The die-in is a form of protest that has quickly become part of the post-Parkland playbook. In March, teenage activists staged one at Chicago City Hall. The protesters erected paper gravestones inscribed with the names of people killed in police shootings, and lay down beside them, suggesting that they might have just as easily been the ones killed. And in May, Hogg and his classmates staged a die-in at a Publix grocery store in Florida after the chain was found to have contributed money to politicians backed by the National Rifle Association. Images quickly went viral of the teenagers lying “dead” in the store’s produce section as customers stepped over their bodies. Publix acceded to the protesters’ demands and suspended donations to NRA-backed lawmakers.  

The images die-ins produce are startling — and familiar. They’ve appeared in newspapers and on television screens since the 1960s. It was during that decade that a die-in was first staged by anti-nuclear activists, according to T.V. Reed, a professor of English and American studies at Washington State University and author of The Art of Protest.

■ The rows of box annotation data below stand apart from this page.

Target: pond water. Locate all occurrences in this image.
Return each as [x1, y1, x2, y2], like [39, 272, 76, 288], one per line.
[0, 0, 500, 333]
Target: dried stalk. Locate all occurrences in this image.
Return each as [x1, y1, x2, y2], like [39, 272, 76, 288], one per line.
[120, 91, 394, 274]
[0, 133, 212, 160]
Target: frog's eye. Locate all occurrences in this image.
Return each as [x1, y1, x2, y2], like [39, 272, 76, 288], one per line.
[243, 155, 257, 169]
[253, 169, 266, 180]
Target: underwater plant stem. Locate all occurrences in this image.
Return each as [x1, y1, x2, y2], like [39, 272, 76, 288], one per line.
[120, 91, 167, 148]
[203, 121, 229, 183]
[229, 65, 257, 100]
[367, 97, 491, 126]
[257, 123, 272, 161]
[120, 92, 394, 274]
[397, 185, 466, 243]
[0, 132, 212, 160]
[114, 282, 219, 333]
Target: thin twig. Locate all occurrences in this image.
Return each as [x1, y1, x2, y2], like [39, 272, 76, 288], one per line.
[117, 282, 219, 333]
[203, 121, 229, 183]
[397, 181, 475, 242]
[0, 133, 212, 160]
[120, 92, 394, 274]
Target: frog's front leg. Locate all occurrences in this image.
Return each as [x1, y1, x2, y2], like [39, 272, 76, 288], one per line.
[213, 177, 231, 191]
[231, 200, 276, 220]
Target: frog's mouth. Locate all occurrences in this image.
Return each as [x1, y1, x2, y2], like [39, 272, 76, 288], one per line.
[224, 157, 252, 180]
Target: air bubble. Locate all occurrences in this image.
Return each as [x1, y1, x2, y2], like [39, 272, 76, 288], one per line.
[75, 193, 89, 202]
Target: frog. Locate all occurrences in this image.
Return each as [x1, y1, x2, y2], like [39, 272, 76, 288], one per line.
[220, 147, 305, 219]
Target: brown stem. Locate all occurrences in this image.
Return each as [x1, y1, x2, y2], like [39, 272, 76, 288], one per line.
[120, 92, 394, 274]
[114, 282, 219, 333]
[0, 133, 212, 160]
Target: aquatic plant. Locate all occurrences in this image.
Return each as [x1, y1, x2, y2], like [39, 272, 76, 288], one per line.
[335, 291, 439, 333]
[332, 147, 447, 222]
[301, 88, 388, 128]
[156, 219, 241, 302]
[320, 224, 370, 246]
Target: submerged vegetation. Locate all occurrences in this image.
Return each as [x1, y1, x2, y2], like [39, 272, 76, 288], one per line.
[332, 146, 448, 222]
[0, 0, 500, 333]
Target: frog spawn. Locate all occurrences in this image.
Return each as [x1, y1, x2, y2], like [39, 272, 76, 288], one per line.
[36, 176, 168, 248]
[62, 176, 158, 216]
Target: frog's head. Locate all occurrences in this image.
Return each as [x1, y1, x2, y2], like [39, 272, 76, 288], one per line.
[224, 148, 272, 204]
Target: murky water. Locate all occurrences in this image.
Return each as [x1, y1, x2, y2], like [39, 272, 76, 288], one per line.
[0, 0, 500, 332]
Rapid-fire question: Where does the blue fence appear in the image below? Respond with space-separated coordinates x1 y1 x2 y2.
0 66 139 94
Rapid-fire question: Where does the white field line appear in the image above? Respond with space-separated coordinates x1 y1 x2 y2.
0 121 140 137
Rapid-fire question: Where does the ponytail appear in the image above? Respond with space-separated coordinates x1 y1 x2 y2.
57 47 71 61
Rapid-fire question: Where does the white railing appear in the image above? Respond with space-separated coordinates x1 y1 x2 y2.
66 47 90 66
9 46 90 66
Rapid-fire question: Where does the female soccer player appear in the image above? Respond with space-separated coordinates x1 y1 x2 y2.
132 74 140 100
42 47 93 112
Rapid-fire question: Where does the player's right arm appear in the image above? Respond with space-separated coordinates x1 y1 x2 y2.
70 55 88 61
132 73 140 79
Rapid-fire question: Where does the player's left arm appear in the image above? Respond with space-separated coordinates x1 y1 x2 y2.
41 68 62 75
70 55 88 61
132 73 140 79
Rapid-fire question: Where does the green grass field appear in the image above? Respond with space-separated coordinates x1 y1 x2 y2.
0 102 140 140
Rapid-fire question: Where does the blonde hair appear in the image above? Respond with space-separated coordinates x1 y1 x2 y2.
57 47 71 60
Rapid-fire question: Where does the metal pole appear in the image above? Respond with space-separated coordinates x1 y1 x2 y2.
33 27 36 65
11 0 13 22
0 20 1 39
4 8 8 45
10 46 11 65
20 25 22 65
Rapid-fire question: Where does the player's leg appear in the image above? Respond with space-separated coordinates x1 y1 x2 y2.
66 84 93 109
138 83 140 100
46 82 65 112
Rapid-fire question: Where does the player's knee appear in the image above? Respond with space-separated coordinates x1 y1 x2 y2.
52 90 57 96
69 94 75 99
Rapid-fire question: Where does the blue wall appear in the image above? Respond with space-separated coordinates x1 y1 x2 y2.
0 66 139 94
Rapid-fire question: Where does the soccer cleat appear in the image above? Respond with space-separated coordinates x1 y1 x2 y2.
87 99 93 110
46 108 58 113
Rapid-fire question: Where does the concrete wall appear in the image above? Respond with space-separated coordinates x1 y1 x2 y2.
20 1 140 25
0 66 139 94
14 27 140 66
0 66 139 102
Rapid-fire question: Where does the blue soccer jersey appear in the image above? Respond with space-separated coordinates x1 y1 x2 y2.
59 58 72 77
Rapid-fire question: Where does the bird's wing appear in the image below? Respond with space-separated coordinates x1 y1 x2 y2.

The tactic has since been used worldwide to protest a range of issues, including domestic violence and famine. It was popularized in the 1980s, during the HIV/AIDS crisis, by activists who used die-ins to draw attention to inaction from the government and drug industry amid the growing number of LGBTQ deaths. Those protests were particularly effective, said Reed, because “many of the protesters themselves had been given what was in effect a death sentence.”

The protests staged by school shooting survivors have stirred emotion for the same reason, he said. “They dramatize that it could have been them, could have been any student anywhere – a thought that would give any parent pause.”

The organizers plan to leverage that emotional power by sharing video and images of the action on Twitter, where the idea for the action was born and where they say the momentum for even more activism around gun reform is building.

“People are sharing their ideas and other people are seeing it and sharing their ideas and before you know it, there’s a movement,” said Fugleberg.

“We’re aiming for one major action each month before the midterms,” Abdulhaqq added. “If we can pull that off, we can really make a difference.”